Warden service may sound like an apartment complex is a prison, but this term may sometimes be used for having a manager onsite, around the clock, and every day of the year. If you or your partner have special health needs, such as balance or vision issues or problems that mean you may occasionally need minor assistance, you may want to find a complex with such a 24-hour manager. This can ensure that there is always someone on hand to help with such concerns, even after hours.

Upkeep of the building

When buying a retirement apartment, you may be part of an HOA, or homeowner's association, or what is called a strata. This refers to many individuals having shared ownership of a building itself; you may then be responsible for several aspects of the building's upkeep. Very often there is a hired manager or management company that performs all upkeep on your behalf, but be sure you know what parts of the building are your responsibility, as an owner, and what the costs are for the manager or management company hired.

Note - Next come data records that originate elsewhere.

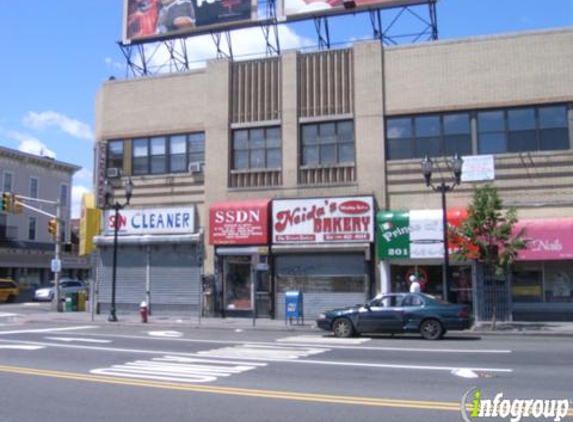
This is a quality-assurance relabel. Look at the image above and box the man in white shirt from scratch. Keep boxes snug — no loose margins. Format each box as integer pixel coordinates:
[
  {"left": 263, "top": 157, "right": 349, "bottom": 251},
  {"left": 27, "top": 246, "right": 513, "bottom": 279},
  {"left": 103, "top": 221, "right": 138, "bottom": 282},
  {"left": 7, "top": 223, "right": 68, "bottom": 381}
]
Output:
[{"left": 410, "top": 274, "right": 420, "bottom": 293}]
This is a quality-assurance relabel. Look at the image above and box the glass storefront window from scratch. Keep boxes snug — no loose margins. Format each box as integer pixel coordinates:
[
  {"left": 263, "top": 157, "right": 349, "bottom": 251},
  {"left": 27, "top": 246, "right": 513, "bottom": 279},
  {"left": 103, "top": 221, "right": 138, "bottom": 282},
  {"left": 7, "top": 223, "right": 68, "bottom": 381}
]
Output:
[
  {"left": 545, "top": 262, "right": 573, "bottom": 303},
  {"left": 511, "top": 264, "right": 543, "bottom": 303},
  {"left": 224, "top": 256, "right": 252, "bottom": 311}
]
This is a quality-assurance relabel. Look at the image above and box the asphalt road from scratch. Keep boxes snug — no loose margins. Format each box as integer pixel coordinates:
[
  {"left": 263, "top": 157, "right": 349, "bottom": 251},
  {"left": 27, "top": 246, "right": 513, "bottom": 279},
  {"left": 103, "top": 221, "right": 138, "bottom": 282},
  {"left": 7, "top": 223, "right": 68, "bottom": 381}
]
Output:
[{"left": 0, "top": 313, "right": 573, "bottom": 422}]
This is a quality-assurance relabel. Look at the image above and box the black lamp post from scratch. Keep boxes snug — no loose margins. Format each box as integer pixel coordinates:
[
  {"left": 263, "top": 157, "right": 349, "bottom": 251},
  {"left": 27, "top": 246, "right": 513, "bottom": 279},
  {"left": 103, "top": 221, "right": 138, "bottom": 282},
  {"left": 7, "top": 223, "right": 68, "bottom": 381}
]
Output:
[
  {"left": 104, "top": 178, "right": 133, "bottom": 322},
  {"left": 422, "top": 154, "right": 463, "bottom": 300}
]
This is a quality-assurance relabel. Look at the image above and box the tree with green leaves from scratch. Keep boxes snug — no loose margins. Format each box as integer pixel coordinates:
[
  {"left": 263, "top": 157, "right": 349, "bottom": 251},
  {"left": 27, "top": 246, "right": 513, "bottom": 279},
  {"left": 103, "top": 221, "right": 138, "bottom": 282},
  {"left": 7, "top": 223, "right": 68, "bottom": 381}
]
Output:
[{"left": 454, "top": 184, "right": 527, "bottom": 328}]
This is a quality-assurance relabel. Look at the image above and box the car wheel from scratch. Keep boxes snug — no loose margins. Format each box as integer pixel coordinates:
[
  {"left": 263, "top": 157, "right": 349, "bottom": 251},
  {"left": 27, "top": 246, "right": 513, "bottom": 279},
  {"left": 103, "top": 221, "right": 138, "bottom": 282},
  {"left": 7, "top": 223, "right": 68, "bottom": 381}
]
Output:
[
  {"left": 332, "top": 318, "right": 354, "bottom": 337},
  {"left": 420, "top": 319, "right": 444, "bottom": 340}
]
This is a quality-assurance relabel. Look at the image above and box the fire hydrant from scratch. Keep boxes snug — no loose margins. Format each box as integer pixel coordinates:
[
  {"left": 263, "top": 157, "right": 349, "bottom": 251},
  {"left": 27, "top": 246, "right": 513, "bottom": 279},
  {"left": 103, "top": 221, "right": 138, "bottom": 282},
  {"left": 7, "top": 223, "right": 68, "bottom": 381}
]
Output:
[{"left": 139, "top": 302, "right": 149, "bottom": 323}]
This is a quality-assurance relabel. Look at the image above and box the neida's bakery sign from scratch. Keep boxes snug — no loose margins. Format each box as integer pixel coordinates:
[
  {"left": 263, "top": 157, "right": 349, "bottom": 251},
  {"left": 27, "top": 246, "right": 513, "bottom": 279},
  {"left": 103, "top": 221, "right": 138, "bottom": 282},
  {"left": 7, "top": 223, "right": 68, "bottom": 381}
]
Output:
[{"left": 273, "top": 196, "right": 374, "bottom": 243}]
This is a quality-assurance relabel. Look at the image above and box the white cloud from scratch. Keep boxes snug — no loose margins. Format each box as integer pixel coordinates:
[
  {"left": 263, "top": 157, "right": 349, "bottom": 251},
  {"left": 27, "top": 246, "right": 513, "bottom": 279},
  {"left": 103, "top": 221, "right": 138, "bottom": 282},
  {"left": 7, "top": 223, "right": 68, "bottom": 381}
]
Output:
[
  {"left": 5, "top": 131, "right": 56, "bottom": 158},
  {"left": 24, "top": 111, "right": 93, "bottom": 140},
  {"left": 72, "top": 185, "right": 92, "bottom": 218}
]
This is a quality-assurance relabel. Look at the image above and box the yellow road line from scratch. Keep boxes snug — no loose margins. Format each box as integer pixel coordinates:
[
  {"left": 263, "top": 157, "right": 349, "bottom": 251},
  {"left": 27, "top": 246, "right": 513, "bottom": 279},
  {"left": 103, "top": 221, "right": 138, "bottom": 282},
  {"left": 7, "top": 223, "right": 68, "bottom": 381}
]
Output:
[{"left": 0, "top": 366, "right": 460, "bottom": 412}]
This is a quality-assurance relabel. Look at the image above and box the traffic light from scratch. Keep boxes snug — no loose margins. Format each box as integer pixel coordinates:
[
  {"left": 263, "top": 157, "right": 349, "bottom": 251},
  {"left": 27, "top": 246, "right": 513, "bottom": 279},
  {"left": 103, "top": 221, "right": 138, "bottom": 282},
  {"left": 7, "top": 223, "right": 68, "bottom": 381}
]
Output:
[
  {"left": 48, "top": 218, "right": 58, "bottom": 239},
  {"left": 2, "top": 192, "right": 12, "bottom": 212}
]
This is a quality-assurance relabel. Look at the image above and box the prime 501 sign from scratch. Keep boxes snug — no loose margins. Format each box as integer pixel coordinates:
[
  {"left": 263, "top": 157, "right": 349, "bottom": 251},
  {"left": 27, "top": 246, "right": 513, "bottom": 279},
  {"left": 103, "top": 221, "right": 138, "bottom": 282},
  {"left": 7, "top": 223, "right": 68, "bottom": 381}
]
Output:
[
  {"left": 104, "top": 207, "right": 195, "bottom": 235},
  {"left": 273, "top": 197, "right": 374, "bottom": 243}
]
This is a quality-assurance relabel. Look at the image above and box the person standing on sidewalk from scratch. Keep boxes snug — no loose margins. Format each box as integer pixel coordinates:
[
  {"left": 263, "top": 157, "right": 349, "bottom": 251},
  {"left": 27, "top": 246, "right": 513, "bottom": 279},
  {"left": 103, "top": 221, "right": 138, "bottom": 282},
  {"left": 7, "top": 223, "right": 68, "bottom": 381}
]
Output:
[{"left": 410, "top": 274, "right": 421, "bottom": 293}]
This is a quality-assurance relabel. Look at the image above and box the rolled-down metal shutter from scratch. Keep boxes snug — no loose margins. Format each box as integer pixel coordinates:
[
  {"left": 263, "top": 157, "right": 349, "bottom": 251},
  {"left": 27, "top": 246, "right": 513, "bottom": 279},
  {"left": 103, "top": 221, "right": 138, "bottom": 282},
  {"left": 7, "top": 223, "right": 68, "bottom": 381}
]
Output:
[
  {"left": 98, "top": 246, "right": 147, "bottom": 310},
  {"left": 150, "top": 245, "right": 201, "bottom": 311},
  {"left": 275, "top": 253, "right": 368, "bottom": 321}
]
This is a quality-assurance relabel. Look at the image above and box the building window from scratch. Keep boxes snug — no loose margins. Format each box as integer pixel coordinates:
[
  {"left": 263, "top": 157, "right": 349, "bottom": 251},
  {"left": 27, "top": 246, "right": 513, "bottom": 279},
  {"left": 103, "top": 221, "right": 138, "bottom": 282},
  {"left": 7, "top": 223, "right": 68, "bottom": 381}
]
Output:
[
  {"left": 232, "top": 127, "right": 282, "bottom": 170},
  {"left": 60, "top": 185, "right": 69, "bottom": 207},
  {"left": 30, "top": 177, "right": 38, "bottom": 198},
  {"left": 132, "top": 133, "right": 205, "bottom": 175},
  {"left": 3, "top": 172, "right": 13, "bottom": 192},
  {"left": 386, "top": 113, "right": 472, "bottom": 160},
  {"left": 187, "top": 133, "right": 205, "bottom": 169},
  {"left": 149, "top": 137, "right": 167, "bottom": 174},
  {"left": 301, "top": 121, "right": 354, "bottom": 166},
  {"left": 477, "top": 105, "right": 570, "bottom": 154},
  {"left": 28, "top": 217, "right": 36, "bottom": 240},
  {"left": 106, "top": 141, "right": 123, "bottom": 170}
]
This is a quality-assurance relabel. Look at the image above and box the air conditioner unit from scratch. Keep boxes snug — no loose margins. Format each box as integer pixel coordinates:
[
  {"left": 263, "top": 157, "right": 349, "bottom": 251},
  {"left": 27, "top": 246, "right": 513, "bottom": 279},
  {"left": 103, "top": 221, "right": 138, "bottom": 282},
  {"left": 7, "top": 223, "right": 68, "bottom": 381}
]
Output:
[
  {"left": 187, "top": 161, "right": 204, "bottom": 173},
  {"left": 105, "top": 167, "right": 121, "bottom": 179}
]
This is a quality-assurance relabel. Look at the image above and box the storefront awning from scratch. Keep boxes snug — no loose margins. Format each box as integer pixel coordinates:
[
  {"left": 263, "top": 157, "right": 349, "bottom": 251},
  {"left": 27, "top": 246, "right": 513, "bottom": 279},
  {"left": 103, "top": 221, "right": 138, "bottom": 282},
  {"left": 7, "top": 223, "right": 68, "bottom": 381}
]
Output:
[
  {"left": 209, "top": 199, "right": 271, "bottom": 245},
  {"left": 94, "top": 232, "right": 202, "bottom": 246},
  {"left": 515, "top": 218, "right": 573, "bottom": 261},
  {"left": 272, "top": 243, "right": 370, "bottom": 261}
]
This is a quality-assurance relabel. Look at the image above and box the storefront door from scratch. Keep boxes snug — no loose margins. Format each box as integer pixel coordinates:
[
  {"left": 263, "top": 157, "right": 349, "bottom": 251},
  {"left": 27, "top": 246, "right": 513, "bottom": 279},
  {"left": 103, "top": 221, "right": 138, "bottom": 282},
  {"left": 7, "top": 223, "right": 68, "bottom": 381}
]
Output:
[{"left": 223, "top": 255, "right": 253, "bottom": 311}]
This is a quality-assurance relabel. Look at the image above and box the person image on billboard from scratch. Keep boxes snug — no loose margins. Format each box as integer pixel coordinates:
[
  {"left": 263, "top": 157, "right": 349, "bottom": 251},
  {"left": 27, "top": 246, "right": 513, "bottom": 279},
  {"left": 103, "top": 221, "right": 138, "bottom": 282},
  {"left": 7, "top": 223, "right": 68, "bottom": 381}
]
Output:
[
  {"left": 127, "top": 0, "right": 160, "bottom": 38},
  {"left": 156, "top": 0, "right": 196, "bottom": 34}
]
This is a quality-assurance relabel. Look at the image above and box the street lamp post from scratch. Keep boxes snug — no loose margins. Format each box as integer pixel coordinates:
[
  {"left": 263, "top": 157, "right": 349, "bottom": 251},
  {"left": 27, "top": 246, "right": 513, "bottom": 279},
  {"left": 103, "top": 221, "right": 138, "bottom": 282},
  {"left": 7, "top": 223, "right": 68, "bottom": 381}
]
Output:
[
  {"left": 422, "top": 154, "right": 463, "bottom": 300},
  {"left": 104, "top": 178, "right": 133, "bottom": 322}
]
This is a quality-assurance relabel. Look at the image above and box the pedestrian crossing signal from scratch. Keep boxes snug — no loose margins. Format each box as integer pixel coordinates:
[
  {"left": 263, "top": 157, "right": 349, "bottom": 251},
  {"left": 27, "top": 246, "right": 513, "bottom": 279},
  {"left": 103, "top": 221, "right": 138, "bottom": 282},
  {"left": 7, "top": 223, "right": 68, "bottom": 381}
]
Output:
[
  {"left": 48, "top": 218, "right": 58, "bottom": 239},
  {"left": 2, "top": 192, "right": 12, "bottom": 212}
]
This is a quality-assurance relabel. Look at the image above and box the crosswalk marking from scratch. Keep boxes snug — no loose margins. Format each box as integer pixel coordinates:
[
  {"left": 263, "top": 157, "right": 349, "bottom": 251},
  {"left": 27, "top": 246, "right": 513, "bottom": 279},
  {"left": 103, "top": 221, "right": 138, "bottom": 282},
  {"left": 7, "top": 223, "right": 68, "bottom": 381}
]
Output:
[
  {"left": 277, "top": 335, "right": 370, "bottom": 345},
  {"left": 197, "top": 344, "right": 330, "bottom": 359},
  {"left": 90, "top": 356, "right": 266, "bottom": 383}
]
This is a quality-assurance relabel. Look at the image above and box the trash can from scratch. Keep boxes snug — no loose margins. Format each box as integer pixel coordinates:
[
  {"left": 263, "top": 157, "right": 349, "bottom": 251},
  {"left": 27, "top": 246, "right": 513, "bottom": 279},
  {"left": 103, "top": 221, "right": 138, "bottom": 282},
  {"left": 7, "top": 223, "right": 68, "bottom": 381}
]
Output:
[
  {"left": 285, "top": 290, "right": 304, "bottom": 324},
  {"left": 64, "top": 293, "right": 74, "bottom": 312},
  {"left": 78, "top": 291, "right": 87, "bottom": 312}
]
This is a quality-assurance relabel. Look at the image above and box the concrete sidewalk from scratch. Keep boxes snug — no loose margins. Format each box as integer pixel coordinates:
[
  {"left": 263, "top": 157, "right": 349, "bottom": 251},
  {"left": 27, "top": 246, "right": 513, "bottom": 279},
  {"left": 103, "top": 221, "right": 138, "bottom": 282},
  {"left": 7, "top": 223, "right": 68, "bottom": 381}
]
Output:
[{"left": 11, "top": 310, "right": 573, "bottom": 337}]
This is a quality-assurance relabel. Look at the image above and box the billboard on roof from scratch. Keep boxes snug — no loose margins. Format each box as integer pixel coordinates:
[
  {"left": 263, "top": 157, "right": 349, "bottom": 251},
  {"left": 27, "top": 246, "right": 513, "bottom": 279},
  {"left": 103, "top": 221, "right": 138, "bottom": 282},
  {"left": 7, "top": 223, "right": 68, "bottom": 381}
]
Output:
[
  {"left": 283, "top": 0, "right": 433, "bottom": 20},
  {"left": 123, "top": 0, "right": 257, "bottom": 43}
]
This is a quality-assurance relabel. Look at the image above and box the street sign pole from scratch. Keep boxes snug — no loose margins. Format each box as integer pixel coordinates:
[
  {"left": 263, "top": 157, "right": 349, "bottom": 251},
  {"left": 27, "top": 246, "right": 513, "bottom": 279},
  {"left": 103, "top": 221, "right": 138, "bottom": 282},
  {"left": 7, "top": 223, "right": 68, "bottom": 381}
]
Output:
[{"left": 54, "top": 198, "right": 62, "bottom": 312}]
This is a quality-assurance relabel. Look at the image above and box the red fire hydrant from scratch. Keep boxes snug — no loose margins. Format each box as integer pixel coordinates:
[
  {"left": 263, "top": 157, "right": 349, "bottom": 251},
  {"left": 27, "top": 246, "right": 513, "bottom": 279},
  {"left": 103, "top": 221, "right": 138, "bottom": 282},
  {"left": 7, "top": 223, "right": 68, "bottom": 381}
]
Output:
[{"left": 139, "top": 302, "right": 149, "bottom": 323}]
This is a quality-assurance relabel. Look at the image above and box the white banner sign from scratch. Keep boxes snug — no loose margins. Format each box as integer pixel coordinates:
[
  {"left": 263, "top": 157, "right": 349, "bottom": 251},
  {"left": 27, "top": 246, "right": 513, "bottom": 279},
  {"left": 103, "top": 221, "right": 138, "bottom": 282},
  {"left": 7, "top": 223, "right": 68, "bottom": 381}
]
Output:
[
  {"left": 462, "top": 155, "right": 495, "bottom": 182},
  {"left": 104, "top": 207, "right": 195, "bottom": 236},
  {"left": 273, "top": 196, "right": 374, "bottom": 243}
]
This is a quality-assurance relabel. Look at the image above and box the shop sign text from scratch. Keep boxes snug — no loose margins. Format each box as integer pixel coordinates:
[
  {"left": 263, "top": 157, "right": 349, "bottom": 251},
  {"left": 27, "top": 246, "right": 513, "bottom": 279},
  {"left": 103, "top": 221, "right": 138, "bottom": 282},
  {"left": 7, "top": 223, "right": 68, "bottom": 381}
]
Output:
[{"left": 273, "top": 197, "right": 374, "bottom": 243}]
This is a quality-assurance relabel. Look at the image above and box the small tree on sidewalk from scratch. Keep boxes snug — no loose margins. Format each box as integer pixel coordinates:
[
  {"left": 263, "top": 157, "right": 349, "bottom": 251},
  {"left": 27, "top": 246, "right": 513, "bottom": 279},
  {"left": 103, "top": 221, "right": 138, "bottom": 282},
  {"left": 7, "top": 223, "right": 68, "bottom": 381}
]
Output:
[{"left": 454, "top": 184, "right": 527, "bottom": 329}]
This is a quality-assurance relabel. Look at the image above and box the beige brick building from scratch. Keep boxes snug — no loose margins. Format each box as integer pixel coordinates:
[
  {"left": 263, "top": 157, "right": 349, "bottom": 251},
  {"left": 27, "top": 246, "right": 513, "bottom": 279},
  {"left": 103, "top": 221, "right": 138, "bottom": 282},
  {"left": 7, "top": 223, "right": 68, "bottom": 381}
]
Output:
[{"left": 96, "top": 29, "right": 573, "bottom": 319}]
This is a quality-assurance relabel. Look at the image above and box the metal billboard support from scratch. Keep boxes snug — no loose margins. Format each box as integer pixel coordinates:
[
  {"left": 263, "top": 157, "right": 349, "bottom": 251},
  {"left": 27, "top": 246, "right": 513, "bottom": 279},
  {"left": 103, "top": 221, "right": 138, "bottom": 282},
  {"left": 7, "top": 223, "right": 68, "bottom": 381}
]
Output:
[{"left": 313, "top": 16, "right": 330, "bottom": 50}]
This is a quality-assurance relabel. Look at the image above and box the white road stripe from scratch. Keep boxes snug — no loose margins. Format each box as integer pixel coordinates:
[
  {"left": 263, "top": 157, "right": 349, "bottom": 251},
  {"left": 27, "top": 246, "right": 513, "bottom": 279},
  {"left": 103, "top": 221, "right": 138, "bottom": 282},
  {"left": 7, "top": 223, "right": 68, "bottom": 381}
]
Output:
[
  {"left": 0, "top": 344, "right": 44, "bottom": 350},
  {"left": 58, "top": 333, "right": 513, "bottom": 354},
  {"left": 0, "top": 340, "right": 513, "bottom": 372},
  {"left": 277, "top": 335, "right": 371, "bottom": 345},
  {"left": 44, "top": 337, "right": 111, "bottom": 343},
  {"left": 0, "top": 325, "right": 98, "bottom": 335},
  {"left": 90, "top": 356, "right": 266, "bottom": 383}
]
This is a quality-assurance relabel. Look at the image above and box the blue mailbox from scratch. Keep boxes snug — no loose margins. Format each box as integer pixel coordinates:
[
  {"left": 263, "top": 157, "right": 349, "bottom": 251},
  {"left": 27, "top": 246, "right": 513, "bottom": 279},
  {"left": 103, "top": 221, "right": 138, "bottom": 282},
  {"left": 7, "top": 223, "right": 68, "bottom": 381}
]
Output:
[{"left": 285, "top": 290, "right": 304, "bottom": 322}]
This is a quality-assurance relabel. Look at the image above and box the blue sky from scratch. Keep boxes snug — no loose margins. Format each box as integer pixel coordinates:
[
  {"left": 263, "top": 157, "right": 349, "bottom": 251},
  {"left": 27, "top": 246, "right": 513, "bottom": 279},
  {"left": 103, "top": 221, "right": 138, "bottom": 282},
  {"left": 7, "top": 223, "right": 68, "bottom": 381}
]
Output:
[{"left": 0, "top": 0, "right": 573, "bottom": 216}]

Note age limits and who can buy

Note the age requirements for any type of retirement apartment, not just so you know that you would be allowed as an owner, but also to consider how much noise and commotion there might be in the complex. If there is no age limit and a complex you're considering is not technically for retirees or senior citizens, you may have lots of noise, music, crowds, parties, and the like. If you're looking for something very quiet, don't assume that a "retirement" community automatically means senior citizens only. Also, if your partner is much younger than you, note if there are any limitations for him or her as well; if you're married, it may not be an issue, but those who just live together may run into some difficulty with having their partner allowed as a resident or owner.